Disclaimer: Ich habe versucht meine Sicht der Dinge möglichst neutral darzustellen, was natürlich nicht immer gelingt. Wo es sich arrogant oder vorwurfsvoll anhören sollte, bitte Rückmeldung, dass ich es ggf. deutlicher umformulieren kann.

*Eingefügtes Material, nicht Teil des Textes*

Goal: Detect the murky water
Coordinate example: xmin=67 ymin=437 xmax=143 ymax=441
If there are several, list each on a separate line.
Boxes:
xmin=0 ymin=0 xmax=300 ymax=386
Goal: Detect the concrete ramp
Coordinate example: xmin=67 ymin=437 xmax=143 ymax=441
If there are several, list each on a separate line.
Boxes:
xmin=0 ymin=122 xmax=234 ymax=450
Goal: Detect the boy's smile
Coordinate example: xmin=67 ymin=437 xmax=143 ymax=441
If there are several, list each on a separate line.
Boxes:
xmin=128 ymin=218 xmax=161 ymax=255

Voraussetzungen für eine Community

Das Schöne am war die große Vielfalt. Wie bei einem Marktplatz der Möglichkeiten konnte man orts- und zeitunabhängig herumgehen und sich viele Dinge angucken, diskutieren und so neue Inspiration bekommen, selbst wenn man nur mitlas. Wenn sowas auf einer anderen Plattform neu entstehen soll, braucht es dafür ein paar Voraussetzungen. Hier stimme ich mit Jan-Martin in seinen genannten Punkten vollkommen überein:

  • Ein Austausch braucht Wertschätzung
  • Ein Austausch braucht Pflege
  • Es braucht eine “kritische Masse”, sich alleine oder in einer kleinen Bubble auszutauschen ist nicht so gewinnbringend.

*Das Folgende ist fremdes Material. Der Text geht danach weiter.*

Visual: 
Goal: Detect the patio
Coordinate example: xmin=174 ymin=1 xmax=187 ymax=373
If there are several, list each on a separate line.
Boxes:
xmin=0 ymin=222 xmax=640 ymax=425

Dinge, die er aber vergessen hat, zu erwähnen, die meiner Meinung nach aber auch mit einbezogen werden müssen:

  • Austausch braucht Zeit: Es wird schwieriger sich auszutauschen, wenn ich die dafür vorhandene Zeit (die eh immer knapp ist) auf verschiedene Plattformen verteilen muss.
  • Der Austausch sollte für alle gleich gut zugänglich sein: Das betrifft sowohl die technischen Voraussetzungen (Geräte, Bedienkompetenz) sowie die (moralischen) Haltungen der Betreiber der Plattform, mit allen möglichen Konsequenzen.
  • Die Plattform, auf der der Austausch stattfindet, sollte nachhaltig sein: Bei einem Umzug geht viel Zeit und Nerven drauf, man möchte nicht innerhalb eines Zweijahres-Rhythmus immer wieder umziehen.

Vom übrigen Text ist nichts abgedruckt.